Does the future of learning have anything to do with training, or is training now an old way of learning?
We no longer train today as we used to, because of two key factors: first, the consumption patterns of the training have changed, and secondly, learners have so many new expectations. They want access to faster, funnier, more interactive and adaptive training. Training buyers and companies want more efficient, effective and rewarding training.
In this context, training is a perfect response to a current topic today, which is ‘practical’ training.
This is illustrated in Europe today with the employees’ rise in competences in companies thanks to two ways of training that allow learners to train in real business situations: on-site-job training (FEST) in the field with human resources, and intelligent training AI simulators.

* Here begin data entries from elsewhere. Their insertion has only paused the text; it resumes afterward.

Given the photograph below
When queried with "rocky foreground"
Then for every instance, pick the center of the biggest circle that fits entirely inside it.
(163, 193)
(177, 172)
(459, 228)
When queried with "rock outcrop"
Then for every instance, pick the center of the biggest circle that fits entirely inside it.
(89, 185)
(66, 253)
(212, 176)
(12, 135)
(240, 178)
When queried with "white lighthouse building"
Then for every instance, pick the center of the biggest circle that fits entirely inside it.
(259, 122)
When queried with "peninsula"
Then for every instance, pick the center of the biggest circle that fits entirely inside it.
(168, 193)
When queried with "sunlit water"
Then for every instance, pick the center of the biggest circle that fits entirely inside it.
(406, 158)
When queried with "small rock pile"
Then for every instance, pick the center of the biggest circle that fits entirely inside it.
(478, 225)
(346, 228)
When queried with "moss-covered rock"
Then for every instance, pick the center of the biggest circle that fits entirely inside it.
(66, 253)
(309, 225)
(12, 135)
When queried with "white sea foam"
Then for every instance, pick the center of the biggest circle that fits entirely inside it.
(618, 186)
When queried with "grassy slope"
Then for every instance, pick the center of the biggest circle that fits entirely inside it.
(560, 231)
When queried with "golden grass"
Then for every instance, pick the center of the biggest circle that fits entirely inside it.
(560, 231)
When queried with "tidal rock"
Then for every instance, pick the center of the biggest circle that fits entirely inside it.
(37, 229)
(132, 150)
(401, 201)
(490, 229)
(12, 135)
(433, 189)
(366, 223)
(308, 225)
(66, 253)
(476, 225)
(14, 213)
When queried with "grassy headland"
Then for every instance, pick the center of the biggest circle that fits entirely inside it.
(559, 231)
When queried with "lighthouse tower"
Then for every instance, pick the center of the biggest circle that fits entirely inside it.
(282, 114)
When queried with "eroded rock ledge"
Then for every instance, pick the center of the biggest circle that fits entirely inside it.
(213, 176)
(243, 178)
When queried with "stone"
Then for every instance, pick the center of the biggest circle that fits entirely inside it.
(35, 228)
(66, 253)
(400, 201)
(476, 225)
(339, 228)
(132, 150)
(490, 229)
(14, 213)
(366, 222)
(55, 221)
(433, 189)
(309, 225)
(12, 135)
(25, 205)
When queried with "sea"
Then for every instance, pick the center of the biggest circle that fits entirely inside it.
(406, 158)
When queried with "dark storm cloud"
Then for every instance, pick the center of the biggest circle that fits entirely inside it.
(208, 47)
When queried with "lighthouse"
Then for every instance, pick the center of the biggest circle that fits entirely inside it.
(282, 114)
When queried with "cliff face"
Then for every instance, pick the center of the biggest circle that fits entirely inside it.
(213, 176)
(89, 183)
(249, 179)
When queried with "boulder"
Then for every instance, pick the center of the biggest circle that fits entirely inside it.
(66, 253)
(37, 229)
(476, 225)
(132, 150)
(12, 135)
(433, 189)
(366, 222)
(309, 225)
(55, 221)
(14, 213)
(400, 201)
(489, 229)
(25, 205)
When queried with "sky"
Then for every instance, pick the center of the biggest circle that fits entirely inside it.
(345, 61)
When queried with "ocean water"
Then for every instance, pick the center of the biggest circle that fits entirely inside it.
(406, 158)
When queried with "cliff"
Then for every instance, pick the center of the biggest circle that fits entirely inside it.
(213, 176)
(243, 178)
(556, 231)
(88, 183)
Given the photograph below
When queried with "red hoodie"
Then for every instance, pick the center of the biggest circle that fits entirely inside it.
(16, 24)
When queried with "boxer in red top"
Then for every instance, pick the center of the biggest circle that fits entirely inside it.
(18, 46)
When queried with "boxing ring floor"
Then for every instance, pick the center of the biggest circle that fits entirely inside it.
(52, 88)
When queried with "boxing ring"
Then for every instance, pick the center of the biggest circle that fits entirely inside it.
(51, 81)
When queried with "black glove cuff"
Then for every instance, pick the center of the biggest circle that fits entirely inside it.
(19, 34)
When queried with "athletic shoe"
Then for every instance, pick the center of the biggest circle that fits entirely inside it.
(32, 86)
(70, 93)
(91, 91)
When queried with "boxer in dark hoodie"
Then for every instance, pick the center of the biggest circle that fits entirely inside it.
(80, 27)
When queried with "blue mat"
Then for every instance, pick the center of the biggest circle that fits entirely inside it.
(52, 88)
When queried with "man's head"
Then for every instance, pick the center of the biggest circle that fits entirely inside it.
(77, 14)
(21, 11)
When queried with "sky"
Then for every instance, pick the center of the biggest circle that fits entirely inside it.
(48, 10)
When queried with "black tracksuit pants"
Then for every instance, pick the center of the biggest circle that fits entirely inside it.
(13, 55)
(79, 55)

What’s a functioning, universally acceptable way to measure ROI in 2019?
R.O.I means: define and enforce structural performance rules on training programs before establishing them. The performance cannot be decreed: it has to be built gradually.
The KPIs must be defined upstream through: centralised smart data in the educational track, and a follow-up during and after the learning experience. This is essential with the establishment of these three types of indicators: achievement and satisfaction indicator – ‘I made’, validation indicator – ‘I understood’, performance indicator – ‘I perform’.
The knowledge of these key factors of success but also factors of failure, will make it possible to evaluate the relevance of a powerful R.O.I. in establishing: devices that set objectives and measure the skills improvement of employees versus their current performance in the field; SMART data tracking – analysis and mapping of skills data; and certifications, labels or assessment allowing both to validate the achievements, to measure their performance impact and to capitalise on this with a strong ‘skills heritage’.
How will we be engaging with corporate learning in 2020?
I believe a lot in a peer-to-peer learning; what if the best trainers were the learners? Two dimensions are required: on the one hand, the digital reveals good practices and highlights the best practitioners and best learners; and on the other hand, the trainer is no longer a teacher, he is a leader, a facilitator who has to facilitate skills improvement and the sharing of experiences.
This meets learners’ needs to learn high value knowledge through experience, experience and credibility!
About the interviewee
Bruno Sola is CEO and founder of Bizness.